A priori, cette transposition très libre, dans le monde des Trois Mousquetaires de Dumas, d'éléments de fantasy a de quoi séduire. On a vraiment envie de se laisser embarquer et on se dit qu'on va se délecter. Tous les ingrédients sont présents, comme dans un grand classique du genre : Une équipe de « lames » de choc, dont les membres sont suffisamment hétéroclites et bien campés pour susciter l'intérêt, un cardinal de Richelieu despote et manipulateur à souhait, des hommes-reptiles inquiétants, des dragons ancestraux, des intrigues, des duels et des combats à l'épée enflammés, des messes noires « draconiques », tout cela dans un « vrai » Paris du XVIIème grouillant et malodorant...

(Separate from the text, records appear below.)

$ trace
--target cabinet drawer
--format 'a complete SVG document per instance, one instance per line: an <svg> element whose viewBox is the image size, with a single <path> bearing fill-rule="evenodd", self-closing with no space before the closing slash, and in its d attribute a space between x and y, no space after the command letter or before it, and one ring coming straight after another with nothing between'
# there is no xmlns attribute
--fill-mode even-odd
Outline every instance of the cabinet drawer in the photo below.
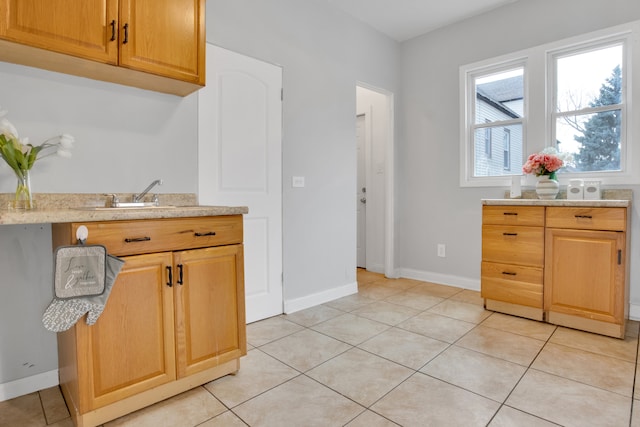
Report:
<svg viewBox="0 0 640 427"><path fill-rule="evenodd" d="M510 304L542 308L543 269L483 262L482 297Z"/></svg>
<svg viewBox="0 0 640 427"><path fill-rule="evenodd" d="M544 226L543 206L483 206L482 223Z"/></svg>
<svg viewBox="0 0 640 427"><path fill-rule="evenodd" d="M113 255L135 255L242 243L242 215L107 221L71 224L89 230L87 244L101 244Z"/></svg>
<svg viewBox="0 0 640 427"><path fill-rule="evenodd" d="M542 267L544 228L483 225L482 260Z"/></svg>
<svg viewBox="0 0 640 427"><path fill-rule="evenodd" d="M547 227L625 231L626 208L547 208Z"/></svg>

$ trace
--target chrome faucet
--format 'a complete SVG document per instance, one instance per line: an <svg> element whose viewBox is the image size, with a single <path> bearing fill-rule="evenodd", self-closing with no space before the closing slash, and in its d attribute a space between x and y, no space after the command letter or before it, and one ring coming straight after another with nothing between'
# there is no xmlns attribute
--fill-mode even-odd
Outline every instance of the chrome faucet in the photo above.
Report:
<svg viewBox="0 0 640 427"><path fill-rule="evenodd" d="M134 194L133 195L133 202L134 203L138 203L142 201L142 198L149 192L151 191L151 189L153 187L155 187L156 185L162 185L162 180L161 179L156 179L155 181L153 181L151 184L149 184L149 186L147 188L144 189L144 191L140 194Z"/></svg>

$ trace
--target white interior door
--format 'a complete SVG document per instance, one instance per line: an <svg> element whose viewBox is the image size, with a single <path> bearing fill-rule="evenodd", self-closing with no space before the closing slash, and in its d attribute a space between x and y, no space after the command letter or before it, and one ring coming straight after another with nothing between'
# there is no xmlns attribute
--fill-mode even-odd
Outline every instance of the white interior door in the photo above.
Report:
<svg viewBox="0 0 640 427"><path fill-rule="evenodd" d="M198 94L198 200L248 206L247 323L282 314L282 68L207 44Z"/></svg>
<svg viewBox="0 0 640 427"><path fill-rule="evenodd" d="M356 189L356 203L358 206L357 224L357 266L367 268L367 139L365 129L365 115L356 117L356 145L358 150L358 188Z"/></svg>

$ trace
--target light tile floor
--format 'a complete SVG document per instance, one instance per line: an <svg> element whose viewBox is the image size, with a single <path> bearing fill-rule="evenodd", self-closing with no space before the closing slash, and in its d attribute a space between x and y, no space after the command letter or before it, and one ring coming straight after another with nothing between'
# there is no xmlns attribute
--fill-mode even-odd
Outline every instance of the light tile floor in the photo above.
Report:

Malheureusement, quelque chose freine vite l'enthousiasme initial... Ce qui empêche de se laisser complètement accaparer par l'histoire et de s'identifier aux personnages, comme il se doit dans tout bon roman d'aventure, est au début indéfinissable. Peu à peu, on comprend que c'est le style même de la narration qui, à mon sens, pose problème. Le parti pris de l'auteur, manifestement assumé tellement il est criant quand on en prend conscience, a été, un peu à la manière de Dumas précisément mais de façon moins habile, de placer le lecteur non dans l'action mais comme un simple spectateur distant, a qui il s'emploie systématiquement, et parfois hélas pesamment, à décrire de façon directe et didactique le contexte historique, la configuration et l'architecture de la ville du Paris de l'époque, (voire même ce qui est plus gênant encore, à expliciter les actions ou réactions des personnages comme s'il s'adressait à un enfant...). Or, plutôt que d'être un enrichissement historique et contextuel, ces informations récurrentes, bien qu'intéressantes en soi, ralentissent considérablement l'action, nuisent à l'imprégnation du lecteur, perturbent la fluidité du récit.
De surcroit, d'innombrables scènes d'action ou de révélation sont laissées en suspens par pure volonté d'effet cliffhanger mal venu qui gâche souvent le plaisir, au contraire de l'effet escompté. Et que dire de certaines redites inutiles et injustifiées (ex : boue puante des rues de Paris, description détaillée des itinéraires...) ?... Comme avec un bruit lancinent dont on découvre l'existence et qui demeure, le lecteur cherche et anticipe ces défauts qui deviennent vite agaçants!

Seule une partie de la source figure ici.